Yes, that's a 45GHz supercomputer, supplied with Ubuntu as standard, for under $100. If Parallella manages to pull this off – and as a Kickstarter project, there's always the risk that it will fail to be fully funded, or that it will simply fail to execute properly – it will put an entirely new level of processing power in the hands of everyone, including students.
Potentially, that will allow a whole new generation of open source projects to be initiated by people who, until now, simply couldn't afford this kind of supercomputing power. Again, the main benefactor here is open source: if a company needs a supercomputer, it will generally buy it now, since it can afford to pay top whack for current models. What Parallella brings about – thanks to Moore's Law – is the democratisation of that kind of supercomputing power, so that it is no longer the exclusive preserve of well-funded commercial outfits.

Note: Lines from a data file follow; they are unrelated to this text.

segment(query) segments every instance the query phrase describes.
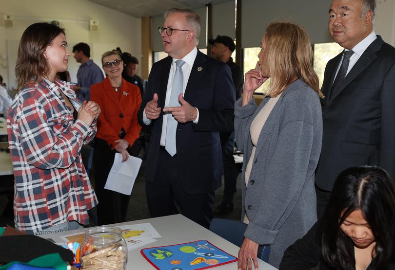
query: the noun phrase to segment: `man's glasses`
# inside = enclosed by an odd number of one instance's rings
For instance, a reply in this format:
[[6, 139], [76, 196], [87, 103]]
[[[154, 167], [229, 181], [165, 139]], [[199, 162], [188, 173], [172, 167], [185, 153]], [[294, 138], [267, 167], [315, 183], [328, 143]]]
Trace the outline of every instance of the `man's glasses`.
[[119, 65], [120, 62], [122, 62], [121, 60], [119, 60], [119, 59], [116, 59], [112, 62], [106, 62], [103, 64], [103, 67], [105, 67], [107, 69], [109, 69], [111, 67], [111, 66], [114, 64], [115, 66], [118, 66]]
[[160, 26], [158, 27], [158, 30], [159, 30], [159, 34], [162, 35], [162, 33], [163, 33], [163, 31], [166, 30], [166, 34], [167, 36], [171, 36], [173, 34], [173, 31], [174, 30], [177, 30], [178, 31], [192, 31], [192, 30], [183, 30], [182, 29], [175, 29], [174, 28], [172, 28], [171, 27], [163, 27], [162, 26]]

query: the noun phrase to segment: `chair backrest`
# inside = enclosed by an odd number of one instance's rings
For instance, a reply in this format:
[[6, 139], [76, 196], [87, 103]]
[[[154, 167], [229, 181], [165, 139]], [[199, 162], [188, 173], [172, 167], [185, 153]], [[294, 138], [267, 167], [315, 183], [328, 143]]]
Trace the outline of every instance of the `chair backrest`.
[[81, 148], [81, 155], [86, 173], [89, 175], [93, 162], [93, 147], [88, 144], [83, 145]]
[[[214, 218], [211, 221], [209, 230], [237, 247], [241, 247], [244, 240], [244, 232], [247, 226], [237, 220]], [[258, 258], [267, 262], [270, 254], [270, 246], [259, 246]]]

It's important to note that it's Moore's Law acting on hardware that provides these benefits, rather than any kind of exponential change in software, which benefits indirectly. Moreover, analogues of Moore's Law for other kinds of hardware are also starting to take shape. One example is 3D printing, where prices are falling steadily. Another is in the world of genome sequencing – elucidating the billions of chemical "letters" that go to make up DNA's double helix – which is seeing something even more dramatic:
You may know that the cost to sequence a human genome is dropping, but you probably have no idea how fast that price is coming down. The National Human Genome Research Institute, part of the US National Institute of Health, has compiled extensive data on the costs of sequencing DNA over the past decade and used that information to create two truly jaw-dropping graphs. NHGRI’s research shows that not only are sequencing costs plummeting, they are outstripping the exponential curves of Moore’s Law. By a big margin.
That means that the cost of sequencing your genome – or of any other organism – will soon be within the reach of everyone. Will that create a global community of open source biohackers, led by a new Linus with a desktop sequencer (and perhaps a Parallella supercomputer) in his or her bedroom? The experience of free software suggests it will, and teaches us that we should never underestimate the simple power of Moore's Law to drive unexpected and revolutionary changes.